They asked for it

Nothing out of bounds among media queries

January 30, 2008|Dan Shaughnessy, Globe Columnist

GLENDALE, Ariz. - Miss Nevada is standing next to me. She's raising her hand, trying to get Tom Brady's attention. I like her chances.

I am standing on the top step of the aluminum bleachers, approximately 30 feet away from Brady, who is answering questions posed by about 200 reporters. To my left, there's a guy decked out in some kind of Carnac the Magnificent costume. He is trying to shout over all the other reporters every time Brady finishes an answer.

Miss Nevada does not shout. She just stands there in her bare-midriff outfit, sash across her chest (that's how I deduced that she is Miss Nevada), hand raised, emerald-green eyes trained on Brady. I wonder if she is cold. But I do not wonder if she's going to get an opportunity to ask her question. Instincts and anecdotal evidence tell me that Brady is going to notice Miss Nevada in this sea of guys shaped like sacks of inner tubes.

Sure enough, the first time Brady's head rotates in our direction, he points to Miss Nevada.

"I was wondering," she starts. "Being Tom Brady, you must get proposed to a lot. How many marriage proposals do you get a year?"

"It just happened over here," says Brady. "Beautiful woman from Mexico." (She was wearing a wedding dress when she asked Tom to marry her, but he told her, "I'm a one-woman man.")

After a pause, Brady says, "How many marriage proposals?"

"Per year," Miss Nevada says in her squeaky voice.

"Not too often," he says. "Not too often.
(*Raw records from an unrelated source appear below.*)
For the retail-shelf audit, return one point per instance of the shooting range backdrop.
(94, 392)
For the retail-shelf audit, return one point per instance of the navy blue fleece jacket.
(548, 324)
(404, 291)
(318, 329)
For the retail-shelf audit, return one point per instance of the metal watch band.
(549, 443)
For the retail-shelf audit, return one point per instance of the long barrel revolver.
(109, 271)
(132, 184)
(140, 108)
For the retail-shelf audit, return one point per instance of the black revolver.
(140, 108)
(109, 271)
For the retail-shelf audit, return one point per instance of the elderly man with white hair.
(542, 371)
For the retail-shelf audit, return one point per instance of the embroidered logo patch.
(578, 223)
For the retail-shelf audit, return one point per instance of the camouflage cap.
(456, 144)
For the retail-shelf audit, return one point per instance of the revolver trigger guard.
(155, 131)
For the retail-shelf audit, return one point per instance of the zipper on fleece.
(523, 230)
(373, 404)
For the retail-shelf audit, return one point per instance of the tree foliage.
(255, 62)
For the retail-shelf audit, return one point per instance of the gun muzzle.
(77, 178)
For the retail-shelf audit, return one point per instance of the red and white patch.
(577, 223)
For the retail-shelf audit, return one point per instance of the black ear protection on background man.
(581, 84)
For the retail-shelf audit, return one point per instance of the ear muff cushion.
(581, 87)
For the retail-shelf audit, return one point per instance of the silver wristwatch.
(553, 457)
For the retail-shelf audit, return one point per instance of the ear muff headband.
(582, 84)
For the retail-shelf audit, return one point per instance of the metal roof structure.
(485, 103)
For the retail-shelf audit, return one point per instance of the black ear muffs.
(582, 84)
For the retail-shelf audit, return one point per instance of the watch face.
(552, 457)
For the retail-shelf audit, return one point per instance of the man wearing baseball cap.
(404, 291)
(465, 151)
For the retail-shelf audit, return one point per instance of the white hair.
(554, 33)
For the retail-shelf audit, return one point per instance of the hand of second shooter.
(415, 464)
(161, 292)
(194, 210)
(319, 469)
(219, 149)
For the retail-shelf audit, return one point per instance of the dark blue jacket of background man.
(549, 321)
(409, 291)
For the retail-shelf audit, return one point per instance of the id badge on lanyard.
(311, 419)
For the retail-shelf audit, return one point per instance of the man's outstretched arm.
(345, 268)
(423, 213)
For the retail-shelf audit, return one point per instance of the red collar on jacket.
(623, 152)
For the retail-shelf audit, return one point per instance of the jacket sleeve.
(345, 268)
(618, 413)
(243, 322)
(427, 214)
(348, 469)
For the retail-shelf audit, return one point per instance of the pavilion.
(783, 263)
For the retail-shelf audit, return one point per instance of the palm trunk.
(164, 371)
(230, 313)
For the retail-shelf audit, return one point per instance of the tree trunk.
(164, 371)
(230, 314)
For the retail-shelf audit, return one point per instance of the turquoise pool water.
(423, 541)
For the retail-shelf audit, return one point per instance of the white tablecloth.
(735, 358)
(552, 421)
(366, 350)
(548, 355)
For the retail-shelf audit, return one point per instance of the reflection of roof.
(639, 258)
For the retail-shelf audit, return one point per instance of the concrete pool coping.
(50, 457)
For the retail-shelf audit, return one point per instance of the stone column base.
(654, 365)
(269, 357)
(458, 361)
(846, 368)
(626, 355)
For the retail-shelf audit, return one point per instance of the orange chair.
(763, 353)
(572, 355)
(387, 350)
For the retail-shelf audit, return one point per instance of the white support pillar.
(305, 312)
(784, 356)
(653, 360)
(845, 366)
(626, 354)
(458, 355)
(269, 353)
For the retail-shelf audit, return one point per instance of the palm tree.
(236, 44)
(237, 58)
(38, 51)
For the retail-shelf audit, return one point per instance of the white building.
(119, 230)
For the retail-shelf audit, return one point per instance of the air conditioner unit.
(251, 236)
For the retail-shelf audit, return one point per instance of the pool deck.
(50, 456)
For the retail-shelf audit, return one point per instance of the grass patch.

That's in the future. But not this week. We're focusing on football this week."

Brady knows the drill. This is his fourth Media Day. Clowns to the left of him, jokers to the right. For one solid hour. It's part of the drill, and the Patriots know the drill very well.

There's a little kid asking questions for ESPN. There's a guy with a monkey hand puppet, asking questions in Spanish. There's nitwit Deion Sanders asking questions for the NFL Network. There's Medford's Maria Menounos, wearing a credential over her Tom Brady jersey.

Bill Belichick is wearing sandals (must have woken up and asked himself, "What would Jesus do?"). I wonder if he is cold.

Coach Hoodie answers the same tired questions patiently for the third day, and for the third day, it appears that he's going to skate without a single Spygate question.

Wrong. It won't be a clean getaway. About 45 minutes into Belichick's session, Bob Ford of the Philadelphia Inquirer asks, "Did you feel the franchise was treated unfairly by the league in relation to Spygate?"

"Next question," says Belichick.

Bob Kraft has his own station on Media Day. He's wearing his classic "Gatsby" shirt (blue with the white collar). Reluctantly, he takes on a Spygate question, about how it affected his relationship with Belichick.